- Episode no.: Season 4 Episode 8
- Directed by: Lesli Linka Glatter
- Written by: Sara Hess
- Original air date: November 20, 2007

Guest appearances
- Anne Dudek as Dr. Amber Volakis; Edi Gathegi as Dr. Jeffrey Cole; Peter Jacobson as Dr. Chris Taub; Kal Penn as Dr. Lawrence Kutner; Olivia Wilde as Dr. Remy "Thirteen" Hadley; Steve Valentine as Flynn;

Episode chronology
| ← Previous "Ugly" | Next → "Games" |
- House season 4

= You Don't Want to Know =

"You Don't Want to Know" is the eighth episode of the fourth season of the American TV drama House and the seventy-eighth episode overall. It aired on 20 November 2007. Notably, in this episode the differential diagnosis is confirmed as lupus, contradicting the eponymous Dr. Gregory House's catchphrase that "it's never lupus."

==Plot==
Flynn, a magician, collapses during a performance and is brought to Princeton-Plainsboro.
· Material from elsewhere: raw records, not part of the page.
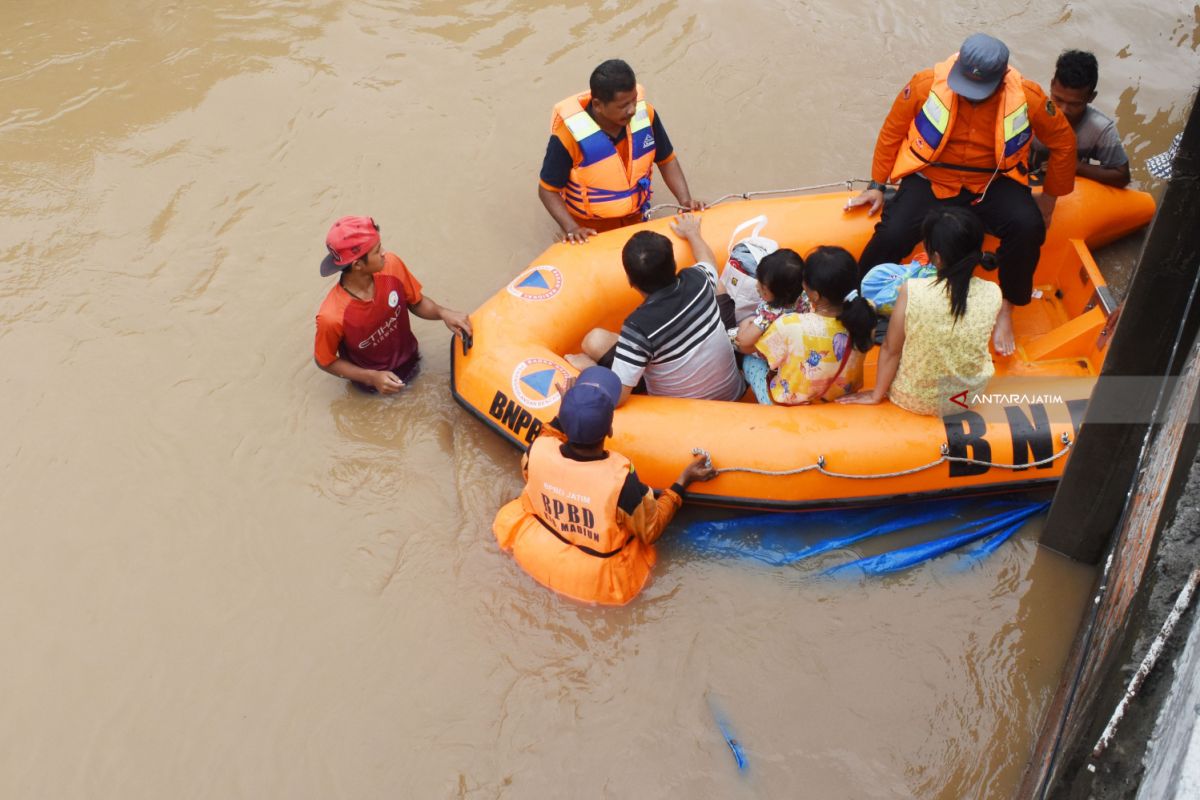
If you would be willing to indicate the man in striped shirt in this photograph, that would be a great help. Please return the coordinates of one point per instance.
(675, 340)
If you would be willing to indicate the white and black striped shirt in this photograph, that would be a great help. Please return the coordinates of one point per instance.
(676, 341)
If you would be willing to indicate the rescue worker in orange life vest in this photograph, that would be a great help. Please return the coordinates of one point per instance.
(585, 525)
(959, 134)
(603, 144)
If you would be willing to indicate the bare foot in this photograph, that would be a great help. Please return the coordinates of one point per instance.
(580, 361)
(1002, 335)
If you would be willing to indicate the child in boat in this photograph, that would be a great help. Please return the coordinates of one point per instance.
(936, 346)
(780, 289)
(816, 355)
(881, 284)
(737, 290)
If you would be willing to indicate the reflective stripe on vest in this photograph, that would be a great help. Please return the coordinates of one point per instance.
(601, 186)
(577, 499)
(931, 127)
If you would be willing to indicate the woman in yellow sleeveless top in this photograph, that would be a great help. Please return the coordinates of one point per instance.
(936, 346)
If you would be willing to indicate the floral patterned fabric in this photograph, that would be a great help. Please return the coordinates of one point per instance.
(941, 356)
(807, 350)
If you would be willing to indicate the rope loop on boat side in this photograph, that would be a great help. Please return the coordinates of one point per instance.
(820, 465)
(849, 184)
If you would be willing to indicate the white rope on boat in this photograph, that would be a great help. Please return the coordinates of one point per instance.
(849, 184)
(820, 465)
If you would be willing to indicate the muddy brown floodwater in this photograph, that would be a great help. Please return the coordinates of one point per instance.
(227, 576)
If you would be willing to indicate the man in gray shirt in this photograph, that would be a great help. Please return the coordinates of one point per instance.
(1102, 157)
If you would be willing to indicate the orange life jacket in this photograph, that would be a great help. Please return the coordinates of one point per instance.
(601, 185)
(563, 529)
(931, 127)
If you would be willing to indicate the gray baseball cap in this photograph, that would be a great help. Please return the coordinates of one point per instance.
(981, 66)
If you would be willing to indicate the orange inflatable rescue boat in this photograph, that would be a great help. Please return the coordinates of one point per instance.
(1015, 435)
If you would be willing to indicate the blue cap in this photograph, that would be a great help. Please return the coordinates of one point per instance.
(981, 66)
(586, 414)
(604, 378)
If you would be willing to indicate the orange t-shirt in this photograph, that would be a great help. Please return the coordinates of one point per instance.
(371, 334)
(972, 140)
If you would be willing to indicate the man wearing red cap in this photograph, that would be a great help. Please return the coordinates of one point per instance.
(959, 134)
(363, 326)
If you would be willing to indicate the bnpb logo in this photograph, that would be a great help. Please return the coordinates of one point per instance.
(537, 283)
(533, 382)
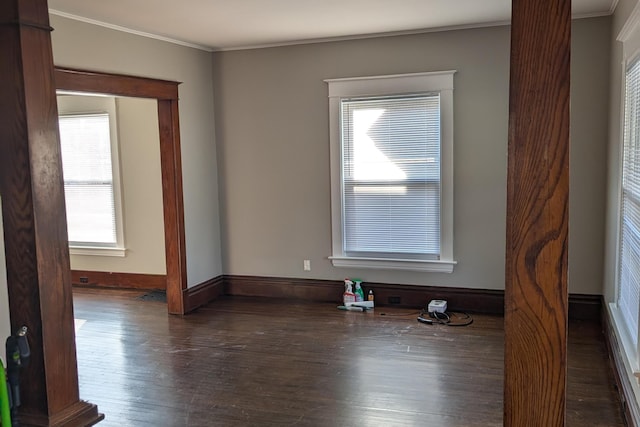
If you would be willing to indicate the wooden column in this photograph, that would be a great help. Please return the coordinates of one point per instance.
(35, 231)
(537, 214)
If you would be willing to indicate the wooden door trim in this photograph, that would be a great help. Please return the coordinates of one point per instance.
(166, 94)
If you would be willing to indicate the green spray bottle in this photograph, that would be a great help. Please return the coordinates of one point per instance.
(5, 407)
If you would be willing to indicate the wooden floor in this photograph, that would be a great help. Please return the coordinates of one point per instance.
(261, 362)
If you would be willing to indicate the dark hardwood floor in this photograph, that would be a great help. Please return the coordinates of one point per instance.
(261, 362)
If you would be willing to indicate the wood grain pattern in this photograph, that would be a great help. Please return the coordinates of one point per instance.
(115, 84)
(629, 402)
(118, 280)
(537, 214)
(244, 361)
(202, 294)
(166, 93)
(171, 164)
(35, 232)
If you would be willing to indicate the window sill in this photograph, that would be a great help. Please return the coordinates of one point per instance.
(434, 266)
(97, 251)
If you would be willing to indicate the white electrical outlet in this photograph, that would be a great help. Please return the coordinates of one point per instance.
(437, 306)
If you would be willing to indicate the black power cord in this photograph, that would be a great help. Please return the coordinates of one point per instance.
(437, 318)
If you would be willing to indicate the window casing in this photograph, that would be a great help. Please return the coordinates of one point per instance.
(392, 171)
(91, 183)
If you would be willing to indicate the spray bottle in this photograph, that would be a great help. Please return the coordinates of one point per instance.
(358, 292)
(348, 297)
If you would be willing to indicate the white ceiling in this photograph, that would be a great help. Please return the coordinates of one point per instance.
(238, 24)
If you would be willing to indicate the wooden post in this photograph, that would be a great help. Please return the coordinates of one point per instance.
(35, 231)
(537, 214)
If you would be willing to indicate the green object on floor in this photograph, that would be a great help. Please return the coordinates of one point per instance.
(5, 411)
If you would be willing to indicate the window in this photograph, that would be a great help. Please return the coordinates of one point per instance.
(392, 171)
(628, 298)
(93, 220)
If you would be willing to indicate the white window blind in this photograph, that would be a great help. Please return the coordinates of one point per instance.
(88, 180)
(629, 251)
(391, 176)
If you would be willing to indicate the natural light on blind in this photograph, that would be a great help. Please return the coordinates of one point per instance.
(629, 258)
(88, 179)
(391, 176)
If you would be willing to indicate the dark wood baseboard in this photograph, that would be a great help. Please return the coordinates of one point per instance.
(80, 414)
(118, 280)
(583, 307)
(202, 294)
(630, 407)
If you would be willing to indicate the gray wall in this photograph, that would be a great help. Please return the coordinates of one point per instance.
(273, 151)
(91, 47)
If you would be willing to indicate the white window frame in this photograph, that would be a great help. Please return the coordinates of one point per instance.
(630, 38)
(390, 85)
(118, 249)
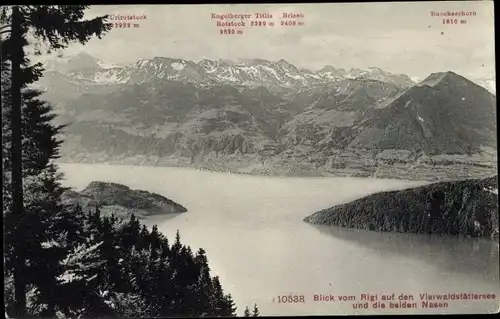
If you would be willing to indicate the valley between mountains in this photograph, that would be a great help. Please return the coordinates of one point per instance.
(273, 118)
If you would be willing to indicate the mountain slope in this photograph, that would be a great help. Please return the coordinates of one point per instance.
(445, 113)
(467, 207)
(121, 200)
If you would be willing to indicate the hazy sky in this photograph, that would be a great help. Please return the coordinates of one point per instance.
(398, 37)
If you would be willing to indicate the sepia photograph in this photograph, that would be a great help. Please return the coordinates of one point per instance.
(247, 160)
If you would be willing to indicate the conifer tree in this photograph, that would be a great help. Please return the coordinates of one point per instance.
(255, 311)
(57, 26)
(246, 313)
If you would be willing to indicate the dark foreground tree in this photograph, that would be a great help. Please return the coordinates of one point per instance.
(57, 26)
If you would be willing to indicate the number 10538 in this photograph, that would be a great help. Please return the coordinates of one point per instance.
(291, 299)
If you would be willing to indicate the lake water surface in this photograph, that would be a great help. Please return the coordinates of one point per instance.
(257, 243)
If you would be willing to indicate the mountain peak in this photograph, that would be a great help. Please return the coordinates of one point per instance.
(438, 77)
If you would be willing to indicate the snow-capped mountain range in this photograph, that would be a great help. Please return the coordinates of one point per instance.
(84, 68)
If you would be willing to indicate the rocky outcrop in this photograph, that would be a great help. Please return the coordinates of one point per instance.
(121, 200)
(468, 208)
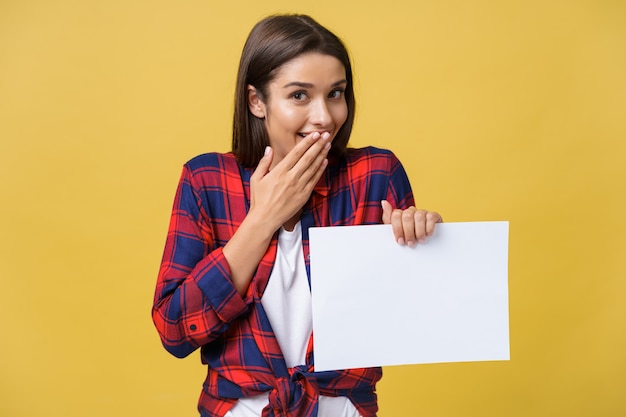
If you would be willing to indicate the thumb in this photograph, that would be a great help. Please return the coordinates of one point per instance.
(264, 164)
(387, 210)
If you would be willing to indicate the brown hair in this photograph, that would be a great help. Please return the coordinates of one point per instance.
(272, 42)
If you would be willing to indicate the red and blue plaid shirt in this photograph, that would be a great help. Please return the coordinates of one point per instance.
(196, 304)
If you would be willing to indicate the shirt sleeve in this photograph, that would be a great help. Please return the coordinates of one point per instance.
(195, 299)
(399, 192)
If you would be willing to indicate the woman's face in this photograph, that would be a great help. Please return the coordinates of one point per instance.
(305, 96)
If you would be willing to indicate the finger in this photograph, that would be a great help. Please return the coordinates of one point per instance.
(432, 218)
(396, 226)
(409, 226)
(299, 150)
(264, 165)
(312, 158)
(316, 177)
(419, 218)
(386, 218)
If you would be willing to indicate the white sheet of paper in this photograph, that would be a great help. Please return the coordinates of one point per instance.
(376, 303)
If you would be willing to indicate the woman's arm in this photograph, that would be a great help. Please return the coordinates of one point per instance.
(202, 289)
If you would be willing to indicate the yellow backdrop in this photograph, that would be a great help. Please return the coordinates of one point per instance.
(509, 110)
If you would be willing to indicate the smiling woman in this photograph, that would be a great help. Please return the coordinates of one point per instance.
(234, 279)
(305, 97)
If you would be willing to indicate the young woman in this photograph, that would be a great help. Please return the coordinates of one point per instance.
(234, 280)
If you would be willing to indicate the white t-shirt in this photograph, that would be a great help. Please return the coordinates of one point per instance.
(287, 302)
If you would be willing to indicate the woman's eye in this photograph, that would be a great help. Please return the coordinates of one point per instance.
(336, 93)
(299, 95)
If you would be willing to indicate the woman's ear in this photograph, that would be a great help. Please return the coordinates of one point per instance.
(255, 104)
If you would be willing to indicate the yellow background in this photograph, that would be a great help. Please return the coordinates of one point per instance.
(500, 110)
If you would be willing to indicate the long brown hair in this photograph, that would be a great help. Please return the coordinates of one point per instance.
(272, 42)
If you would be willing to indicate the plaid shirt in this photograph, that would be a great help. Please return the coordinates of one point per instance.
(196, 304)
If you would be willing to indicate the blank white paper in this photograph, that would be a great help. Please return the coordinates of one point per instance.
(376, 303)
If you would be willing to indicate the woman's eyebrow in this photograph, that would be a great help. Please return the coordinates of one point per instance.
(309, 85)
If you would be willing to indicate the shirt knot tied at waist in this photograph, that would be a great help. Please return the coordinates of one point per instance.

House and his team initially suspect several conditions, including tularemia and amyloidosis, as Flynn suffers from worsening symptoms such as internal bleeding and seizures. After a failed blood transfusion experiment involving House, they discover Flynn had been given the wrong blood type, leading House to diagnose autoimmune hemolytic anemia caused by systemic lupus erythematosus. Despite House's famous insistence throughout the series that "It's never lupus," this case turns out to be lupus, marking a rare exception to the series rule.

Alongside the medical case, House challenges his fellows to steal Lisa Cuddy’s underwear in a contest. Cole wins, but House fires him for breaking the rules by involving Cuddy in the scheme, as the contest was intended to test their ability to outwit her without getting caught. Thirteen also deals with her fear of having Huntington's disease, ultimately choosing not to know the results of a genetic test House secretly conducted.